ABSTRACT

Do conceptions of just rewards vary with economic development? To investigate this question we use the 1999–2000 “Inequality-III” round of the International Social Science Programme, together with other data in the World Inequality Study. There are thirty countries and 19,568 individual respondents in the full-time labor force. We measure inequality by the Gini coefficient for the general public's report of the legitimate earnings for their own occupation. OLS and multilevel analyses show patterns of influences very similar to those found in earlier research, with one striking exception. By far the most important influence, not previously documented across so many countries, is the prosperity of the nation: people in poor nations are much more accepting of inequality than are people in prosperous nations. If this cross-sectional pattern reflects developmental trends, as is likely, then it seems that economic development creates equalitarian attitudes. However, true egalitarianism is not held as ideal in any country, and so is not an appropriate goal for public policy. Instead the ideal level of inequality differs among countries. These ideals are a more appropriate benchmark for policy.

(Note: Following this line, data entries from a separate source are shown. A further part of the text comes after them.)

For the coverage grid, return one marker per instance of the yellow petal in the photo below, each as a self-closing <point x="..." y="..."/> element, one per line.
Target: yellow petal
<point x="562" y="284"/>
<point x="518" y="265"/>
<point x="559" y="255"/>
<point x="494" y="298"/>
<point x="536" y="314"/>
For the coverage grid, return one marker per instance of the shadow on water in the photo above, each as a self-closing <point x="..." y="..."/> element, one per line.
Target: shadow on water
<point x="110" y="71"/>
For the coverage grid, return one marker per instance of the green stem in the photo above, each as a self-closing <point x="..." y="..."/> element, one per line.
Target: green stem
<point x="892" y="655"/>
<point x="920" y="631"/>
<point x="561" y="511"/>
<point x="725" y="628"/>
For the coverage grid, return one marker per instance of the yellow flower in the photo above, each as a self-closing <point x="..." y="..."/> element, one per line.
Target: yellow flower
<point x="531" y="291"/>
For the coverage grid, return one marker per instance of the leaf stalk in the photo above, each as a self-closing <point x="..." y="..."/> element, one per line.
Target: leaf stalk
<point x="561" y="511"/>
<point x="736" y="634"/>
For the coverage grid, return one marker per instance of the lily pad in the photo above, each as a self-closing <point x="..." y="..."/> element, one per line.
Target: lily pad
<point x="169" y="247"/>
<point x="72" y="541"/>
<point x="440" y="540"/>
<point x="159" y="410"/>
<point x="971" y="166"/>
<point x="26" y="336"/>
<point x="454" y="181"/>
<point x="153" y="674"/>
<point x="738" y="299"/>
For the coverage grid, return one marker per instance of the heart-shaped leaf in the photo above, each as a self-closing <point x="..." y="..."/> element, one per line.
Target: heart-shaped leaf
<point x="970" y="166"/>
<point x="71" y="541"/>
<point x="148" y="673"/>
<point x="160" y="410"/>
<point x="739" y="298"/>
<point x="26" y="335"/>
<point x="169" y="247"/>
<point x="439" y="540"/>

We suggest that these benchmarks, available here for 150 nations, should be the starting point for future assessments of income inequality.

Does economic development reshape our attitudes and values as well as our standard of living, occupational distribution, and the like? Karl Marx, one of sociology's founders, thought so: “Does it require deep intuition to comprehend that man's ideas, views, and conceptions, in one word, man's consciousness, changes with every change in the condition of his material existence …” (Marx and Engels 1848 [1972]: 351). Some prior research is consistent with this hypothesis. For example, multilevel analyses show that economic development lifts subjective social class, net of individual characteristics (Evans and Kelley 2004a). But what about other aspects of inequality-related attitudes, values and perceptions? It is well known that very few people in any modern society yearn for strict equality of earnings 50(Gijsberts 2002; Kelley and Evans 1993; Verwiebe and Wegener 2000), but just how much inequality they consider ideal, and why, is a body of knowledge that is just beginning to develop.

Observers of social inequality beginning with Toqueville have long suspected that there are substantial international differences in ranges of just incomes (Tocqueville 1839). ISSP data from the Inequality-III survey enable us to quantify and systematize these differences.